His fact checkers were wrong. The latest census figures show that Maryland’s population has grown by nine percent. And the numbers from the State Planning Department indicate that there will be more political upheaval when lawmakers gather around the maps again in about seven years. Riot alert! The next census is in 2020. If Hogan runs and wins reelection in 2018, he’ll still be governor when the new maps are drawn in 2022. (And based on current districts, Republicans will probably still control the House of Representatives.)
The population of central Maryland, the core of the Democratic party, is bulging whereas the Republican rural margins are losing (they must be the émigrés Hogan’s talking about). The greatest growth over the past year or so was in Montgomery County (13,000) and in Prince George’s (9000). Baltimore City lost 300 people last year although it had a net gain of 1400 over the past three years.
Redistricting, gerrymandered or not, is important to Maryland. School lunches, housing grants, agricultural subsidies, veterans’ benefits, oil industry write-offs, Medicare and Medicaid, unemployment benefits, defense spending, mortgage interest tax deductions, bank bailouts and the tax code in general—all are among the many lifelines that are directly related to Congressional redistricting.
State budgets are another matter but no less involved in the chicanery of who gets shuffled in the map-making gamesmanship.

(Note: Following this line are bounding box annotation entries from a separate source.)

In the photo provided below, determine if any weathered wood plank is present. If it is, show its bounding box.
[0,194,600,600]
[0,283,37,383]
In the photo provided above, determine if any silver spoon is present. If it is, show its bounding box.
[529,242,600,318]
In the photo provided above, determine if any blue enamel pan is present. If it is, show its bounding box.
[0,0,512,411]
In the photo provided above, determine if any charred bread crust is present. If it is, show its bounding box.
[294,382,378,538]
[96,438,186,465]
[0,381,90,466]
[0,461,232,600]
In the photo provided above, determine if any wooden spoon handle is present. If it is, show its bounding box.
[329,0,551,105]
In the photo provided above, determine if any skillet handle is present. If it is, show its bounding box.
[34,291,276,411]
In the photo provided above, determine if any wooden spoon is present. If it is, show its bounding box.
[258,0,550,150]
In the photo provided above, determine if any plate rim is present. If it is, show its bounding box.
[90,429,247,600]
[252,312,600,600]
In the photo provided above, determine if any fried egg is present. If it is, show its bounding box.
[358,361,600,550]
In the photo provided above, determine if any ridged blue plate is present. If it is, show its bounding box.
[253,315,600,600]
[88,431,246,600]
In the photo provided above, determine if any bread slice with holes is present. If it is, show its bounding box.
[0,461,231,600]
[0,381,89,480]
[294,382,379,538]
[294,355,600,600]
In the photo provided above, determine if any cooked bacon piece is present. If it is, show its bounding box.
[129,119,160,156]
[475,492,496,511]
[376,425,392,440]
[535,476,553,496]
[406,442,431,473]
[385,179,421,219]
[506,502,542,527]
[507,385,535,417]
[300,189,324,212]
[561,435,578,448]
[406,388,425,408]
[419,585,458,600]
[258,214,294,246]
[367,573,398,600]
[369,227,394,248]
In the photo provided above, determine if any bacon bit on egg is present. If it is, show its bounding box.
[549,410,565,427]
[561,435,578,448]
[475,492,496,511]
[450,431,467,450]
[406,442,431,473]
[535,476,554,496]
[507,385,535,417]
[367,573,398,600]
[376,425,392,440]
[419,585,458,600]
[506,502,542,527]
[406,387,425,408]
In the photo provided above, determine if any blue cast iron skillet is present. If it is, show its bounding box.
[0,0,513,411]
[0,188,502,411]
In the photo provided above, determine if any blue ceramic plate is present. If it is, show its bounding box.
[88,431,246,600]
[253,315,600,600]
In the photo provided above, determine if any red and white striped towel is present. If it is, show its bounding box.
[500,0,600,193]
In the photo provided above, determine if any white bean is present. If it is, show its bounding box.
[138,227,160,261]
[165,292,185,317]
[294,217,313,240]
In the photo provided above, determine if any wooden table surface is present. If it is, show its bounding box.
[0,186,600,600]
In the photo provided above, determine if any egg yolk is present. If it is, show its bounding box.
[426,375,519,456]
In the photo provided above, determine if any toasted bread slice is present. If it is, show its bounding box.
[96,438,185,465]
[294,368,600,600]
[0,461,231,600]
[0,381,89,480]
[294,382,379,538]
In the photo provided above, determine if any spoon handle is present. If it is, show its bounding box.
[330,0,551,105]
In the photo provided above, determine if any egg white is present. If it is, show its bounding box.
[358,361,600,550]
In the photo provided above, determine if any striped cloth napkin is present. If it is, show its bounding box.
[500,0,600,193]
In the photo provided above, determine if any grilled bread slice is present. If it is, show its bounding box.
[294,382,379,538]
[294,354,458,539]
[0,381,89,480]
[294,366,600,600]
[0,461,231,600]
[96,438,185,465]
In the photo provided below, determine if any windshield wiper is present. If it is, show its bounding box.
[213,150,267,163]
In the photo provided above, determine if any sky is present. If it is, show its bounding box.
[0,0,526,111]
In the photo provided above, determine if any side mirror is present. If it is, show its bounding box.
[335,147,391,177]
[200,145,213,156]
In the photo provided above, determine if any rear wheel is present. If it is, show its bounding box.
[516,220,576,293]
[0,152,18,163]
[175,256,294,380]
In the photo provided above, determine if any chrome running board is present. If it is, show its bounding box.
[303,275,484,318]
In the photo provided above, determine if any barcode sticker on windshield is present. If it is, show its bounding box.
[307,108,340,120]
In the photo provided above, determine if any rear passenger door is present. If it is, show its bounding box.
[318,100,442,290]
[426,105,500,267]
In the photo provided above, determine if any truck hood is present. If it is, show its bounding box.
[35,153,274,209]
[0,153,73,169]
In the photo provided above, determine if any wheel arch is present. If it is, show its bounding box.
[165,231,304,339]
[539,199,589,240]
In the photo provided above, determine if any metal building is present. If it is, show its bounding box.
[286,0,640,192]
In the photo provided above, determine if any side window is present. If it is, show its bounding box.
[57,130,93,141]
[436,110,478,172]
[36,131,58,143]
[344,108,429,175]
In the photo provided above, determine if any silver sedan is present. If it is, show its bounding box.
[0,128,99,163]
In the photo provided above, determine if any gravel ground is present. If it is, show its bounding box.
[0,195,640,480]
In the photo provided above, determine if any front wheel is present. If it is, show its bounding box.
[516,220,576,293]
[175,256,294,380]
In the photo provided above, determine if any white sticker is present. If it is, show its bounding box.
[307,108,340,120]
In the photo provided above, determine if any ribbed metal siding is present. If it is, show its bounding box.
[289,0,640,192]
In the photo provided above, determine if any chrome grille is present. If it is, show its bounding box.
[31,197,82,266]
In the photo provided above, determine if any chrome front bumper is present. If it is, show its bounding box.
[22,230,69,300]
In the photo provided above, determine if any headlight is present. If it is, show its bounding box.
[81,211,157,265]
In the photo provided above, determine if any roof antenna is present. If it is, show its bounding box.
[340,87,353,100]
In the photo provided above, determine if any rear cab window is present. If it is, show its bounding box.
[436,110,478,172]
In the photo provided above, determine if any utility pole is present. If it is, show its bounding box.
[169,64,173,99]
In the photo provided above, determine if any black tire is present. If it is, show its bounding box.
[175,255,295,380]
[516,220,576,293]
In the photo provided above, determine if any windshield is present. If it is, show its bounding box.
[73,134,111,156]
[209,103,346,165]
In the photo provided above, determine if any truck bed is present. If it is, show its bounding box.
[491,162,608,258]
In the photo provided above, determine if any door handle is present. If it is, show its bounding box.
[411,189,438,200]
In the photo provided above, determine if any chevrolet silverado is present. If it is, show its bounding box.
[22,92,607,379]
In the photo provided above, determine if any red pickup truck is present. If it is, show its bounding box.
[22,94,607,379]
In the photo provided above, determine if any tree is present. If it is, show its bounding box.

You send your tax dollars to Annapolis and Washington and in return you get the stuff that makes America tick.
As every political nose-counter knows, Maryland has eight members of Congress—seven Democrats and one Republican. This is a felicitous imbalance that happily benefits a state that is host to a huge federal presence and is aggressively seeking more by pursuing the new FBI headquarters for Prince George’s County. There are 314,200 federal workers in Maryland and the state was fourth highest in the nation with $26.3 billion in federal procurement spending.
The wonder is why—and we know the answer and the campaign promise—the usually laid back Hogan advanced the idea of redistricting reform five years before the next census except that “bipartisan” has a certain sanitized appeal to the purists who find the trench work of politics offensive and, to Republicans, who would like to continue to increase their numbers in elective office.
Hogan may also be misreading the people who elected him as validation of his candidacy instead of rejection of Lt. Gov. Anthony Brown (D). Redistricting may be broke, but it’s not so badly out of shape that it needs screwing up worse as other states have done. But if it has to be accomplished, take it up with Republicans, the folks who messed it up in the first place.